03 October 2006

CIBC Recommends Banks & Bonds Over Energy

The Globe and Mail, Tavia Grant, 3 October 2006

Jeffrey Rubin, one of the most bullish voices on Bay Street, has changed tack and now recommends banks and bonds over energy as a slowing U.S. economy puts the brakes on consumer spending.

That drop-off in demand will likely prompt interest-rate cuts on both sides of the border, Canadian Imperial Bank of Commerce chief strategist Mr. Rubin said in a note late Monday. He expects the Bank of Canada will slash its key lending rate by 1 percentage point over the next year.

As the bank loads up on financial stocks and bonds, it is “significantly” cutting its exposure to natural gas shares by slashing the overweight portion of its energy position by half.

“Given the recent string of record warm winters in North America, we do not want to be making what is essentially a weather bet,” said Mr. Rubin, who is also the bank's chief economist.

The stance is a bit of a reversal for Mr. Rubin, who earlier this year predicted record natural gas prices in 2006 and oil prices at $78 (U.S.) a barrel. Natural gas futures have instead lost roughly two-thirds of their value from their record in December while oil prices are currently trading at below $60 a barrel.
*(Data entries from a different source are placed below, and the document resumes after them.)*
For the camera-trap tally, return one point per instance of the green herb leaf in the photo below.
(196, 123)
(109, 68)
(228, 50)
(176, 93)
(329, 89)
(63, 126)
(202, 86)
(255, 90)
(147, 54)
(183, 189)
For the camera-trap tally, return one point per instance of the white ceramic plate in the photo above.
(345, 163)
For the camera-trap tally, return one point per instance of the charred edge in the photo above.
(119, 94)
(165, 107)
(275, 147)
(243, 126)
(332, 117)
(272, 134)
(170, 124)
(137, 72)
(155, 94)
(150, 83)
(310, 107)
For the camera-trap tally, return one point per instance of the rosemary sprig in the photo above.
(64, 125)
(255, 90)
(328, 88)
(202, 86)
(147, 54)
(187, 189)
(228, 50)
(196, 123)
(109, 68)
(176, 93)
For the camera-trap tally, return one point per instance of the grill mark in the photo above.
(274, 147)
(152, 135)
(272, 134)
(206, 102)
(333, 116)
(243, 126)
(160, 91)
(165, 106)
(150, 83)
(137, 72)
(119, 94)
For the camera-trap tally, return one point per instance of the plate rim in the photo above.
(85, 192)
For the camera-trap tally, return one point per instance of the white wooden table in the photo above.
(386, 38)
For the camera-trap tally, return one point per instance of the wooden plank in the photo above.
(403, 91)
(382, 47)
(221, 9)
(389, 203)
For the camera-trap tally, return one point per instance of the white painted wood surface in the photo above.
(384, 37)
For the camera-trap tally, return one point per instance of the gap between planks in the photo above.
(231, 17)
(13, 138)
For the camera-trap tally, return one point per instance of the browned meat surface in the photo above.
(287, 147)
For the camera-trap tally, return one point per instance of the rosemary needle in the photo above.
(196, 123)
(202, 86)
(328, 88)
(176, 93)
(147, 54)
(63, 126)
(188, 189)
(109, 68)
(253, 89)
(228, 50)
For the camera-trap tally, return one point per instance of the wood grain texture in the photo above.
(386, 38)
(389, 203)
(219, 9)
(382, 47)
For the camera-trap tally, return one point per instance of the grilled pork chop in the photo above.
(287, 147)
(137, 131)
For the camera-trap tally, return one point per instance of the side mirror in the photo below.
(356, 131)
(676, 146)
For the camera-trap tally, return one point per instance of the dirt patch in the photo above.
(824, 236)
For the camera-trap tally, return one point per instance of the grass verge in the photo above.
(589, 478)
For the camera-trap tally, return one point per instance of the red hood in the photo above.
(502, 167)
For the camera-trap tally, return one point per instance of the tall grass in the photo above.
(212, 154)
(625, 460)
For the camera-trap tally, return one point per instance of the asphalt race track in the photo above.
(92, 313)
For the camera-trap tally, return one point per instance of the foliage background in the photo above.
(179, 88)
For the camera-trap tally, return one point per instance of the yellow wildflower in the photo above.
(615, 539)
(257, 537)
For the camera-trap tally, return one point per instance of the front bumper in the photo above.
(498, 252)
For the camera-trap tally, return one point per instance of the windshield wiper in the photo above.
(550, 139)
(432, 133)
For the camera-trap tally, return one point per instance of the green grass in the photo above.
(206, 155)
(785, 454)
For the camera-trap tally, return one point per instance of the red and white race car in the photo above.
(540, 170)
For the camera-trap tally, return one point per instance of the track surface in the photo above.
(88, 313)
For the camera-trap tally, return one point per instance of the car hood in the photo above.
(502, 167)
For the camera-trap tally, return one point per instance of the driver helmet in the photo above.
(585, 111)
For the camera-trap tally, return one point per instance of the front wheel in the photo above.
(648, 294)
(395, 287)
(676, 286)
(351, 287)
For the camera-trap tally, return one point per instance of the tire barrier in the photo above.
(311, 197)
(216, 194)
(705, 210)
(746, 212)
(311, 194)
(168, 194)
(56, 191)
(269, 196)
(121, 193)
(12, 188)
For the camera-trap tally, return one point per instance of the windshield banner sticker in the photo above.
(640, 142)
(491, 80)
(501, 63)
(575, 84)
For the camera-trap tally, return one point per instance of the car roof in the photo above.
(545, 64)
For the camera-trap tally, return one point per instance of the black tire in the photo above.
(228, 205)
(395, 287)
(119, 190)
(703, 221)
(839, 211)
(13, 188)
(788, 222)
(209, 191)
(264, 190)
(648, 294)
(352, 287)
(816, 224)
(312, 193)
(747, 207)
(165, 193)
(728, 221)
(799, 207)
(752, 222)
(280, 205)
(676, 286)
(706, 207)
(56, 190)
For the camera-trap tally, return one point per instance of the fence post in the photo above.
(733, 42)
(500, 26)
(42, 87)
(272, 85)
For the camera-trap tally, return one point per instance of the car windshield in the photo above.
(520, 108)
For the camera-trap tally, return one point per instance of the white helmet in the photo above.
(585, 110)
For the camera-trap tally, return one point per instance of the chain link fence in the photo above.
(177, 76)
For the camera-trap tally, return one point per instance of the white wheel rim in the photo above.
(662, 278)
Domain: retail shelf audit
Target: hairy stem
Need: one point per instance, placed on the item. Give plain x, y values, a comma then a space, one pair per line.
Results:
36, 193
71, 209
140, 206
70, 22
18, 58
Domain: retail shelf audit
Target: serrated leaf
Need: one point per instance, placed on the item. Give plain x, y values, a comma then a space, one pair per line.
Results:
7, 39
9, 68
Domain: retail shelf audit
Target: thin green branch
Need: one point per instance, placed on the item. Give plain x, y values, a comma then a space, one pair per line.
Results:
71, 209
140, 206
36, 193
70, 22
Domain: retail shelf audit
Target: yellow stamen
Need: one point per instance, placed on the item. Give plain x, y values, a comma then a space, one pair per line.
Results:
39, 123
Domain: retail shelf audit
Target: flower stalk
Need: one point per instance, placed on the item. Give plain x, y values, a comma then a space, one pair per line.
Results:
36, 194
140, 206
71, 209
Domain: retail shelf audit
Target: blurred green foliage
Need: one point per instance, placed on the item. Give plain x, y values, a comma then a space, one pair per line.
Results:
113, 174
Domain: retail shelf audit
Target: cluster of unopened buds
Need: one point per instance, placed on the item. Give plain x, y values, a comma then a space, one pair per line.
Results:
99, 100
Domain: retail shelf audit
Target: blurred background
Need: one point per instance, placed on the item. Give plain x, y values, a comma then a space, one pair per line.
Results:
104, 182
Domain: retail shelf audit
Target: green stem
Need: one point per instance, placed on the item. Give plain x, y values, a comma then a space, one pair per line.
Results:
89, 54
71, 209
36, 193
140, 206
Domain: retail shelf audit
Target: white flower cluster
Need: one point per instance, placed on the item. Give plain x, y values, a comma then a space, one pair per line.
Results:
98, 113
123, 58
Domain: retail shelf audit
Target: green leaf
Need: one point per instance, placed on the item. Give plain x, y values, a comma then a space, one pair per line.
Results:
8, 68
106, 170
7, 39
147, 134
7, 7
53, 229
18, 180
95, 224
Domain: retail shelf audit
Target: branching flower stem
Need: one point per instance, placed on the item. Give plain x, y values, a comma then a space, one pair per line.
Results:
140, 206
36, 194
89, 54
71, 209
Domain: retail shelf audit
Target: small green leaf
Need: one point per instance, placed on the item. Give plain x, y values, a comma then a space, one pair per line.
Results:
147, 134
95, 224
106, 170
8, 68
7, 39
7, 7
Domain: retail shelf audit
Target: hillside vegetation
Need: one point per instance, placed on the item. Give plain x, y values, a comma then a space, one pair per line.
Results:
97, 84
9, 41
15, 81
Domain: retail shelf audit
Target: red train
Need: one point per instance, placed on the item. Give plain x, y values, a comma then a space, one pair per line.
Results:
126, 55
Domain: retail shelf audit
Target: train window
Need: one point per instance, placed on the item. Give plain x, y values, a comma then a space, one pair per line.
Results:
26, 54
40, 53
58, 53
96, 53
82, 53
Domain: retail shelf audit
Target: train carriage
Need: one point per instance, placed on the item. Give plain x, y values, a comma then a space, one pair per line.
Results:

Mr. Rubin suggested last month that it might be the time to switch into bonds and protect stock portfolios from an increasingly vulnerable U.S. economy. It's only now, however, that the bank is cutting its energy exposure.

Broadly speaking, “we are continuing to orient our portfolio toward a falling interest rate environment, in both our overall asset allocation and sector selections within the TSX and trust market,” Mr. Rubin said.

The Canadian bank has made other changes to its portfolio recommendations, including:

– adding another 2 percentage points of weighting to bonds from stocks, while remaining overweight in its bond portfolio

– adding 3 percentage points of weighting to financial stocks, as well as 1.5 points to telecoms and another 0.5 percentage point to the utilities sector, which tends to pay hefty dividends

– cutting income-trust exposure to 8 per cent from 10 per cent and trimming 6 percentage points from energy trusts weighting on the expectations natural-gas prices will fall

To offset the changes and help rebalance portfolios, the bank suggests now is the time to move into real-estate investment trusts and the power and pipe sectors.

Added together, the moves mean CIBC will now be 4 percentage points overweight in the financial services sector, rivalling the previous overweight position in energy stocks.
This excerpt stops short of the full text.